A sessão do Legislativo de Brumado desta segunda-feira (11), foi marcada pela votação dos projetos 027/2017 e 028/2017, que trataram, respectivamente, dos subsídios fornecidos aos estudantes e da implantação do estacionamento rotativo de veículos, a popular Zona Azul. Tendo mais uma participação efetiva, o vereador Lek Cabeleireiro (PV) ficou na bronca e explicou seu posicionamento destacando que “meu voto foi a favor dos estudantes, quero sim que eles recebam o subsídio e espero que isso possa ser ampliado e nossos munícipes que necessitem dessa bolsa possam ser realmente contemplados. Por isso votei favorável ao projeto, no entanto, juntamente com o vereador Zé Ribeiro, apresentei uma emenda para melhorar ainda mais o mesmo, buscando evitar prejuízo aos estudantes que sejam aprovados em cursos em outras cidades, ou que venham a cursar uma faculdade local, permitindo que estes possam também cursar e receber o benefício, mas essa proposição não foi debatida pelos que a rejeitaram”. O parlamentar, que vem adotando o lema de defensor do povo e das minorias se juntou novamente a emenda do vereador Zé Ribeiro para que pudessem qualificar o projeto 028/2017 (Zona Azul) solicitando que fosse suprimido o art. 18 do referido projeto que diz: “Ao poder público municipal e a concessionária ou permissionária não caberá qualquer responsabilidade por acidentes, danos, furtos ou prejuízos de qualquer natureza que os veículos dos usuários venham a sofrer nos locais de estacionamento regulamentado não sendo exigível da concessionaria a manutenção de qualquer tipo de seguro contra esses eventos” Lek justificou seu voto de abstenção no projeto 028/2017, em função de não concordar que uma empresa permissionária venha para cidade de Brumado receber pelo estacionamento rotativo e que não tenha sobre os veículos que pagam pelo mesmo, nenhum compromisso de zelo ou ressarcimento em caso de prejuízos.
Lek vem tendo um desempenho avaliado como muito positivo pela população (Foto: Daniel Simurro | 97NEWS)
Lek foi duro em suas colocações (Foto: Daniel Simurro | 97 NEWS) Diante disso o vereador disparou que “não cabe chegar em Brumado, arrecadar e não garantir o mínimo à população, chega disso, questionei sobre a obrigatoriedade e escutei de um colega vereador que isso não era importante, ora, não quero que o município seja sobrecarregado, mas se uma empresa vem a Brumado arrecadar sobre esse estacionamento que dê garantias aos munícipes que utilizaram deste serviço”. O assunto, considerado de relevância para a sociedade brumadense, certamente trará muitos novos capítulos, pois o que o vereador levantou como tema a ser discutido é objeto de ampla discussão em todas as esferas do poder judiciário e não distante contempla como responsabilidade objetiva sobre o dever de indenizar os prejudicados em áreas de estacionamento rotativo, portanto assunto que será ainda objeto de discussão na sociedade e que teve a intervenção positiva do representante do povo Lek Cabeleireiro.

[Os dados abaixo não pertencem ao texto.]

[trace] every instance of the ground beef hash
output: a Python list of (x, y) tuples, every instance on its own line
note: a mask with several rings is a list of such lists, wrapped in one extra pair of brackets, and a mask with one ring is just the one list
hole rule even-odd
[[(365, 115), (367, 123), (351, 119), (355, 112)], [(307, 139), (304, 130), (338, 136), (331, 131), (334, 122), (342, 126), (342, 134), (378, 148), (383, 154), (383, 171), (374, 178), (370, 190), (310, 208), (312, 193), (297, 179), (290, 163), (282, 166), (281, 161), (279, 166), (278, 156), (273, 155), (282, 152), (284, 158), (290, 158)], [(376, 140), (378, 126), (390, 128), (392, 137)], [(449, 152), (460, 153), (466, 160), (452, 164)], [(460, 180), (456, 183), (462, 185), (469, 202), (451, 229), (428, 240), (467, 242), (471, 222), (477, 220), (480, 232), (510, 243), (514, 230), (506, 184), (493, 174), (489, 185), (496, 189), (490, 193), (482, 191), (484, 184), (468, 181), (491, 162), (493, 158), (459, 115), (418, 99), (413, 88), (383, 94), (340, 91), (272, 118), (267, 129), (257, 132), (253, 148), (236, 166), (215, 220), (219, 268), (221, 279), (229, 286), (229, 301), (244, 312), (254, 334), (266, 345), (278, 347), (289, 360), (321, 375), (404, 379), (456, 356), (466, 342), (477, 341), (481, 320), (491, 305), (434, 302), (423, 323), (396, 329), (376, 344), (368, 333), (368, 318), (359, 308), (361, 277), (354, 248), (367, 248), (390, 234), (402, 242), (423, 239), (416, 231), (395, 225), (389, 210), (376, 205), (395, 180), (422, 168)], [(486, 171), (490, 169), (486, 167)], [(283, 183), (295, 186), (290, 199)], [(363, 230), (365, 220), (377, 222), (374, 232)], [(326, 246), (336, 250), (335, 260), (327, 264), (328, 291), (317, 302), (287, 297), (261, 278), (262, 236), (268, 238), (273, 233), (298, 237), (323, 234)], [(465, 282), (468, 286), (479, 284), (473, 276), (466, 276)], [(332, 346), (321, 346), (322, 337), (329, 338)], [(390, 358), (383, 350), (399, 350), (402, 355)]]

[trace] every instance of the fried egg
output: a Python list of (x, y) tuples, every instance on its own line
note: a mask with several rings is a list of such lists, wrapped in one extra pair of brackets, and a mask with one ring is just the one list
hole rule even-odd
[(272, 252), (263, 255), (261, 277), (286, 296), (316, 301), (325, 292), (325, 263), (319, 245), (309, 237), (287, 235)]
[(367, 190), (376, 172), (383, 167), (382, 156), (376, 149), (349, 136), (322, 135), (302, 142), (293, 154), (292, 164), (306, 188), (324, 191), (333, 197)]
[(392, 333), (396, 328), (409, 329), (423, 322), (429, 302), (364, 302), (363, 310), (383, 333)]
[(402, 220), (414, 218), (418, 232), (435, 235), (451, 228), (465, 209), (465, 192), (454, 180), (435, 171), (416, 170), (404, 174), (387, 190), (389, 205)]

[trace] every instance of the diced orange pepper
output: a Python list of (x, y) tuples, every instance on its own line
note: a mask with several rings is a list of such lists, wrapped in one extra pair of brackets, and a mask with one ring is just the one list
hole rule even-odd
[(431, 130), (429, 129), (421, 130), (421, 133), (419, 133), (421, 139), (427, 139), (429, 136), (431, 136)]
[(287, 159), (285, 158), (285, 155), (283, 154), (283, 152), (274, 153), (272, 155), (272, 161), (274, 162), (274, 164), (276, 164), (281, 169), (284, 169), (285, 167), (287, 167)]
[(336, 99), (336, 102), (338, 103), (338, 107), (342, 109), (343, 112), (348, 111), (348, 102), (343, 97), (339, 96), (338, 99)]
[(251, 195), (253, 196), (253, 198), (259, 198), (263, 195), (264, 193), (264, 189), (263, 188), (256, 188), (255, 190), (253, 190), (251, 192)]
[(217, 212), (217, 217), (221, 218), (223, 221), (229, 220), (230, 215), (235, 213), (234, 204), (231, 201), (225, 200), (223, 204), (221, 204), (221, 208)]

Ademais o parlamentar fez questão de reforçar sobre o comportamento nas votações dos projetos enviados pelo poder executivo, “eu sempre disse e repito, se for bom para o povo é bom para o Cabeleireiro também, portanto, não importa de onde venha o projeto, se for bom irei aprovar e apoiar, porém lamento profundamente a falta de pulso e diálogo nesta casa quando os projetos são de origem do poder executivo, pois não temos discussão e sim uma orientação, ou melhor, uma determinação de aprovação e isso é prejudicial ao povo de Brumado. As emendas propostas são todas no sentido de melhorar o projeto e atender a população, mas por não possuírem autonomia de voto, a base do prefeito apenas diz amém às suas vontades, isso enfraquece a câmara e desmoraliza quem não tem coragem de assumir seu próprio voto. Por fim, demonstrando que respeita a população e busca atender as necessidades coletivas e não de um grupo, Lek comparou, “imagina se tivesse apenas Lek como cabeleireiro nesta cidade, colocaria o preço que quisesse, muito alto e as pessoas não teriam opção de escolher, é justamente isso que por vezes ocorre aqui, as coisas estão sendo aprovadas sem defesa, contestação ou discussão, apenas passando porque não existe contraponto, isso prejudica o povo e é um duro golpe na democracia”.